This post was imported from my old Drupal blog. To see the full thing, including comments, it's best to visit the Internet Archive.

In my last post about RDFa and HTML I talked about how one of the gulfs that separates the HTML5 and Semantic Web communities is the attitude to the resolvability of property (and class) URIs.

I’m currently experimenting with introducing the ability to automatically locate information about properties and other resources that are referenced within triples to rdfQuery, so now is a good time, as far as I’m concerned, to look more closely at what the ability to resolve properties gives you and how to avoid problems if the property URI is (temporarily or permanently) unresolvable or resolvable to something new.
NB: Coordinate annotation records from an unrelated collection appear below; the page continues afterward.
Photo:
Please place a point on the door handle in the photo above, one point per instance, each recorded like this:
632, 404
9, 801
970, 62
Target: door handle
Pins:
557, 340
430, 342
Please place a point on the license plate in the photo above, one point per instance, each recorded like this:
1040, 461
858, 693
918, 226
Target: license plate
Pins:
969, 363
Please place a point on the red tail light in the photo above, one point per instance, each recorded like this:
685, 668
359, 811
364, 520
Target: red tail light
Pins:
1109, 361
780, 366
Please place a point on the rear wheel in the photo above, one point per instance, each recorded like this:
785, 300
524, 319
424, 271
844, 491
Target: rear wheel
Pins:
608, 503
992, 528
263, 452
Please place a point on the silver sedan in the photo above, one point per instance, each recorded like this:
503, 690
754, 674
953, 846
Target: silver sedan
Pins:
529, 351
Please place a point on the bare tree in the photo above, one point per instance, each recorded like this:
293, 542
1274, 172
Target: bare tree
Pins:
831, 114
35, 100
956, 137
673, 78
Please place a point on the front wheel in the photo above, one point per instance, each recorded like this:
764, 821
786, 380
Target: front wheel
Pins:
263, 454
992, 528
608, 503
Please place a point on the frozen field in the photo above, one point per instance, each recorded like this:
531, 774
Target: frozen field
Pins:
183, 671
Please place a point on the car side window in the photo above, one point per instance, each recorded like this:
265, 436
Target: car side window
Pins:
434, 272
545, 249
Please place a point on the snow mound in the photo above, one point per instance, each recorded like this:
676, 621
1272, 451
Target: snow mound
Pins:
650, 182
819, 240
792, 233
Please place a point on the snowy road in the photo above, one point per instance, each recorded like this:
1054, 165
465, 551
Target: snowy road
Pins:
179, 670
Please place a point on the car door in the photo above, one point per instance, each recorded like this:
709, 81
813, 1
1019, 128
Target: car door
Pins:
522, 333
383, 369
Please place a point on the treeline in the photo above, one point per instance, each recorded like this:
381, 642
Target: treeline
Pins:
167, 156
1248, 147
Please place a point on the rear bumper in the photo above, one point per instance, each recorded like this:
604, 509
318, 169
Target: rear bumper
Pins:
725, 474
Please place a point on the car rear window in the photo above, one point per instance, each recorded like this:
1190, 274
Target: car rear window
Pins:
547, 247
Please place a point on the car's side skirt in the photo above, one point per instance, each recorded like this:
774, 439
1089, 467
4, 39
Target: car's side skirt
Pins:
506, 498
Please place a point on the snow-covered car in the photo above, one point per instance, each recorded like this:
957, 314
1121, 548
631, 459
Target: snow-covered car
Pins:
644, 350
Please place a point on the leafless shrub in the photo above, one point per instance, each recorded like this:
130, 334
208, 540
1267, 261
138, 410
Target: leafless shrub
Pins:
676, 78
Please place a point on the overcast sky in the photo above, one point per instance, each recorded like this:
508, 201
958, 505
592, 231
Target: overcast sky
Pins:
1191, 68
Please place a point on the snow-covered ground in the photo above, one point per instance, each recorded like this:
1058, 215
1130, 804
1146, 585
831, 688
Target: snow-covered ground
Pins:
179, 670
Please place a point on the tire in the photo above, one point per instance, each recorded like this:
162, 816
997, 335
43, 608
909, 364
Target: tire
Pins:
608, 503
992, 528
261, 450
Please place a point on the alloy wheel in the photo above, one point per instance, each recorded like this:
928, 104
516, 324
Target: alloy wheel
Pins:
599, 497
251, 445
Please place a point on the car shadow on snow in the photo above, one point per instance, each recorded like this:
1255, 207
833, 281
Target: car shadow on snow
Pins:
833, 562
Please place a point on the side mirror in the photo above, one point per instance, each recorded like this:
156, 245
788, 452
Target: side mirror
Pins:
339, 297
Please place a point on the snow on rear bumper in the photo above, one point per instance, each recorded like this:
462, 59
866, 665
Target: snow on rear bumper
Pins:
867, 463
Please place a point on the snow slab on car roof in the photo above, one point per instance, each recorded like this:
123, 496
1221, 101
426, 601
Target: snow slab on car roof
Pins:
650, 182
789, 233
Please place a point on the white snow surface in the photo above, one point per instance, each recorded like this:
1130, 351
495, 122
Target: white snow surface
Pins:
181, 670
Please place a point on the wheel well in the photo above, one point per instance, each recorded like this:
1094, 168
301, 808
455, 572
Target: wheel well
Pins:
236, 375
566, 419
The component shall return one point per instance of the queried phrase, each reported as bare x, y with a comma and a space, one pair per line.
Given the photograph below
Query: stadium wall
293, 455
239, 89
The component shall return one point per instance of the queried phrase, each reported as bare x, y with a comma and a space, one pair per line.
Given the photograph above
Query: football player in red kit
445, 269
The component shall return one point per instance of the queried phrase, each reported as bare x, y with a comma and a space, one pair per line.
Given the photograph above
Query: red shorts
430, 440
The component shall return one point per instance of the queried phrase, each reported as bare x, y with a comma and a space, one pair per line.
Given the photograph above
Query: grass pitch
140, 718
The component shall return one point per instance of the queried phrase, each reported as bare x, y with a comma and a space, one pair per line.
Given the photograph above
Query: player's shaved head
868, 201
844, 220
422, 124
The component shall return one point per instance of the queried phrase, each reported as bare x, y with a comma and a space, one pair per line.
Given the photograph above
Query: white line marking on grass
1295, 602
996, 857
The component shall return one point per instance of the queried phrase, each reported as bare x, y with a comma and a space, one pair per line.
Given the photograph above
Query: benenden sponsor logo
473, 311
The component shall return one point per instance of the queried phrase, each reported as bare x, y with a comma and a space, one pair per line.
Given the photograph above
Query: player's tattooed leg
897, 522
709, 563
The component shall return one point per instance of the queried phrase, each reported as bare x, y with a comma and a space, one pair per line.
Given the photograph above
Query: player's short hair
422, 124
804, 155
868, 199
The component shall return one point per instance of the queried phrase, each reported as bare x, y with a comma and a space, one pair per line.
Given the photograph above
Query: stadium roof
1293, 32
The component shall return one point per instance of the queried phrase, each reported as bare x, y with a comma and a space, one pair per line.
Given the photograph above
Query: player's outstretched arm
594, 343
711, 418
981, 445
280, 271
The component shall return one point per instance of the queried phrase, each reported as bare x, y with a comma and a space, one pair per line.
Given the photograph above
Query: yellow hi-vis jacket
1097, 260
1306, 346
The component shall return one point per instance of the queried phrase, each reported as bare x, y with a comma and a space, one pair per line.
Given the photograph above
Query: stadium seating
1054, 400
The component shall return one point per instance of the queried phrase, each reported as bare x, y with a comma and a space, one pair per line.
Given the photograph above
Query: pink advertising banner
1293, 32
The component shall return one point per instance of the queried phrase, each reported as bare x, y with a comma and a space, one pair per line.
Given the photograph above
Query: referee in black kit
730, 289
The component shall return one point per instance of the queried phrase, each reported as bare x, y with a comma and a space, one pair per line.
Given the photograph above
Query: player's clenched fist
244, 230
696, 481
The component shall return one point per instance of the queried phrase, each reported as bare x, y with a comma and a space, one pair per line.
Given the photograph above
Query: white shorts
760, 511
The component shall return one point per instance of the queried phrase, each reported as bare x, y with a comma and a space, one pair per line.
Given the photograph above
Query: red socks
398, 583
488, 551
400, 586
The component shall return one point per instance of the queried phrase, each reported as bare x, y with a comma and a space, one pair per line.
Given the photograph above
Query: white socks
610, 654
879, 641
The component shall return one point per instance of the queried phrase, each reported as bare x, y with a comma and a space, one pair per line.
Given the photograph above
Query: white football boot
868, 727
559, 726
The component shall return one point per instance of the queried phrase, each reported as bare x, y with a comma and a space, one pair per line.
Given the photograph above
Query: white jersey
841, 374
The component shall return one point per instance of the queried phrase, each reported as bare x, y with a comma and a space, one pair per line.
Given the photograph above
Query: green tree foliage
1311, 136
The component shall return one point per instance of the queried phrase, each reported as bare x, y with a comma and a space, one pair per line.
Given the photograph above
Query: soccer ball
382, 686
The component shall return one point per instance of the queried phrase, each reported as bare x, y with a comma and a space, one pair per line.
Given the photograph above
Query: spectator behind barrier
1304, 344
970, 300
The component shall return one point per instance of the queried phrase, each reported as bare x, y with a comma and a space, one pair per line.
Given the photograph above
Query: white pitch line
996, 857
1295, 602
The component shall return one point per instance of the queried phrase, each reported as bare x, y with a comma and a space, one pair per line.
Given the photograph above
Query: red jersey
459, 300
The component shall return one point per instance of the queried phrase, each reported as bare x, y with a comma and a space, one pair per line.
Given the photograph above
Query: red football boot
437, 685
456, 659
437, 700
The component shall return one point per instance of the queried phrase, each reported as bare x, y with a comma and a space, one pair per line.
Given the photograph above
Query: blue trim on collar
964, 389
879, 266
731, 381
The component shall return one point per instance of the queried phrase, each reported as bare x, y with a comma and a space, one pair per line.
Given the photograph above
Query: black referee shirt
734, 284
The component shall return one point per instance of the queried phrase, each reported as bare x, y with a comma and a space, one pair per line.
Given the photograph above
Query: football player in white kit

I’m going to attempt to answer:

  • How do or might applications use property and class URIs?
  • How can data and ontology publishers assist them in doing so?
  • What should frameworks (such as rdfQuery) do to help application developers?

Application Developers

We can divide applications using online data into three general categories:

  • data-specific applications are constructed around particular data sets that are known to the developer of the application; the visualisations that I’ve been doing are examples of data-specific applications
  • vocabulary-specific applications are constructed around particular vocabularies, wherever the data might be found that uses them; Google’s Social Graph API and Yahoo! SearchMonkey are examples
  • generic applications are constructed to navigate through any RDF that they find; Tabulator is one example

Most mashups are data-specific applications. When you, as a developer, create a data-specific application, the thing that you need to know most of all is what information the dataset contains. Part of that is working out the meaning of a particular property (or class). What the data publisher needs to do is make sure that the data they publish is documented.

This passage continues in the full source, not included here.